Bevil Higgons (1670–1735) was an English historian and poet.

==Life==
Higgons was born at Kezo, the third son of Sir Thomas Higgons, by his second wife, Bridget, who was herself the daughter of Sir Bevil Grenville, and widow of Sir Simon Leach of Cadleigh, Devon. In Lent term 1686, when aged 16, Higgons matriculated as a commoner at St John's College, Oxford, but shortly migrated to Trinity Hall, Cambridge.

On leaving university Higgons entered the Middle Temple. His family were Jacobites, and his uncle Denis Grenville had accompanied James II to France. Higgons spent some years in exile along with his brother Thomas Higgons. After he was allowed to return to England, he and his two brothers were suspected in 1695 of knowledge of the conspiracy against the life of William III; Bevil was said to have dissuaded his brother Thomas from joining it. A proclamation for the arrest of George Higgons and his two brothers was issued by William on 23 February 1696. Their detention did not last long.

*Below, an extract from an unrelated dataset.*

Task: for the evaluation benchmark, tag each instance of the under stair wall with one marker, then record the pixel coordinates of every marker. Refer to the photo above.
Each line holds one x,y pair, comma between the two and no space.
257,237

The rest of Higgons's life was spent as a writer. He died on 1 March 1735. He was buried in Old St. Pancras Churchyard on 6 March 1735. The grave is lost and his name is not listed on the Burdett-Coutts Memorial to important graves lost therein.

==Works==
The main works of Higgons were historical, the major one being A Short View of the English History; with Reflections on the Reigns of the Kings, their Characters and Manners, their Succession to the Throne; and all other remarkable incidents, to the Revolution, 1688 (1723). Another edition was issued at the Hague in 1727, an edition with additions appeared in London in 1734, and a third edition in 1748, each of the last two having a dedication to the Duchess of Buckingham and Normanby. A translation into French was also published at the Hague in 1729. A related Historical and Critical Remarks on Bishop Burnet's History of his own Time was published by Higgons in 1725, and reached a second edition in 1727. Both were reissued in 1736, as his Historical Works. History of the Life and Reign of Mary Queen of Scots and Dowager of France (Dublin, 1753) claimed to be by Higgons.

Higgons wrote verses for the 1688 Cambridge University collection Illustrissimi principis ducis Cornubiæ genethliacon, addressed to Mary of Modena, on the birth of her son James Francis Edward Stuart. In Examen Poeticum, being the Third Part of Dryden's Miscellany, 1693, were poems by Higgons, and he prefixed lines to William Congreve's Old Bachelor. He wrote a Jacobite tragedy The Generous Conqueror, or the Timely Discovery (1702) which opened well but was found partisan, according to Charles Gildon. The prologue was by his relation George Granville, Lord Lansdowne and Higgons in turn composed the epilogue for Granville's Heroick Love, and the prologue for his Jew of Venice He is said to have contributed to a collection by Elijah Fenton of Poems on Several Occasions (1717), and his panegyric in verse of the Glorious Peace of Utrecht came out in 1731. Most of his pieces were reprinted in the collection of John Nichols.